Rudolph made Magnus his engineer in charge of the rocket's center section and tail assembly, where he served for his first three months in the Mittelwerk. By then, serial production had entered a predictable routine. Prisoners from Dora and its smaller satellite subcamps were marched by the SS into the tunnels each dawn to provide slave labor for this huge endeavor. They were mostly Polish, French and Russian, with smaller numbers of Belgians, Czechs, Roma people, and a smattering of other nationalities thrown in. Many were captured resistance fighters and their supporters; others were simply swept up in labor drafts and enslaved inside Dora. The SS handled overall security, assisted in this by German civilian workers who served as foreman on the shop floor. The SS guards of course employed their usual horrific methods. The death toll most frequently cited in the historical literature for Mittelbau-Dora and the Mittlewerk is 20,000, obviously an estimate. However, French historian André Sellier has recalculated this number by adding the devastating prisoner mortality incurred near war's end during forced "death marches" as the SS hastily evacuated the camps. Sellier concluded that "[f]or the whole [Mittelbau-Dora] concentration camp complex, which finally reached about 40,000 prisoners, the loss of human life during a period of about twenty months amounted to some 26,500 victims-—15,500 in the camp and the ‘transports’ and 11,000 at the time of the evacuations."

Magnus's time inside the sub-terrestrial manufactury matches its peak months of production. Prior to his arrival, there had been numerous problems with the still-experimental liquid-fueled rocket which required constant adjustments; many of these had been ironed out, although the troublesome servomotors and occasional air bursts of tested rockets continued. These matters aside, the factory was hitting its production stride as Magnus settled in. Between 1 October 1944, and 18 March 1945, more than 20 completed missiles daily moved out of the tunnels on special flatcars pulled by locomotives. They were then immediately sent west for action. Manufacture peaked during these five months before terminating entirely at the beginning of April, as the Nazi state entered final meltdown.

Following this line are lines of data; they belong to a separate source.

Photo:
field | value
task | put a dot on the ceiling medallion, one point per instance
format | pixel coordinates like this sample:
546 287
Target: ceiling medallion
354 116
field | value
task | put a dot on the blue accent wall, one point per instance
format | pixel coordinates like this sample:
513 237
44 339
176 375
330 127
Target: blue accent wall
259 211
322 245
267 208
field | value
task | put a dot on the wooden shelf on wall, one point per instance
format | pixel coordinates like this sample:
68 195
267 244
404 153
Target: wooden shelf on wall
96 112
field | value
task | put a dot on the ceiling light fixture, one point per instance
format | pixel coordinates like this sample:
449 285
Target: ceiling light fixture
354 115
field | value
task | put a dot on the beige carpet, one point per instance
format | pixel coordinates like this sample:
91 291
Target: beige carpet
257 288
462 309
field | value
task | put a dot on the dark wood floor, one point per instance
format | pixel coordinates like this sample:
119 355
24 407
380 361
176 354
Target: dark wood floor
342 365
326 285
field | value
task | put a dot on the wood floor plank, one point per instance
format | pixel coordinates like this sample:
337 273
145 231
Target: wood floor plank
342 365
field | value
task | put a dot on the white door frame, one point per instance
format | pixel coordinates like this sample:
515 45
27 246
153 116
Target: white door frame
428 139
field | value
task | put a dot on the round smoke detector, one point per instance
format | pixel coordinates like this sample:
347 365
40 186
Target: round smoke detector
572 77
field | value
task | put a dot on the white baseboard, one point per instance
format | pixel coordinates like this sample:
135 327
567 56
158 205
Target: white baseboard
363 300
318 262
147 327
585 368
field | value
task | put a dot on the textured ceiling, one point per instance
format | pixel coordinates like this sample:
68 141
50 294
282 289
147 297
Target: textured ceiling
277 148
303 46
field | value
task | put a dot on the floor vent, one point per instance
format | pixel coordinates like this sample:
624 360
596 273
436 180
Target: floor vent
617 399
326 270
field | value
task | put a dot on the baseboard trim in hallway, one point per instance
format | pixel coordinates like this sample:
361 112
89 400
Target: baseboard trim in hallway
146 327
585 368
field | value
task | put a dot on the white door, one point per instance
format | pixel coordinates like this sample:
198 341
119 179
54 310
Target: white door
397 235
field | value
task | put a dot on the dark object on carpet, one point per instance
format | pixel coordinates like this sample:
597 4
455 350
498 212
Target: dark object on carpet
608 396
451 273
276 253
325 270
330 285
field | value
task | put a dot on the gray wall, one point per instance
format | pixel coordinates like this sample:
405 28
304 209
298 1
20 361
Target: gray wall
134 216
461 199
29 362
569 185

The same month that Magnus reported to the Mittelwerk, the rocket weapon became operational. At 8:40 AM on 8 September 1944, specialized German missile troops launched a Mittelwerk A-4/V-2 tipped with a one-ton high-explosive warhead from the Belgian village of Sterpigny toward Paris. The first rocket they fired exploded at high altitude after two minutes, a failure. Two hours later they launched a second one, and after a five-minute supersonic flight, it came down southeast of Paris at Charentonneau à Maisons-Alford, where it killed six people and injured 36 more. At 6:36 PM that evening, a different rocket troop operating in the exclusive Hague suburb of Wassener in Holland fired two missiles at the same time, with their gyroscopes set toward London. One was another air-burst, but the other made a quick trip across the Channel at three times the speed of sound and slammed into the West London suburb of Chiswick at 6:41 PM. The resulting explosion ended three lives instantly and seriously injured 17 more. The world had entered the age of ballistic missile warfare.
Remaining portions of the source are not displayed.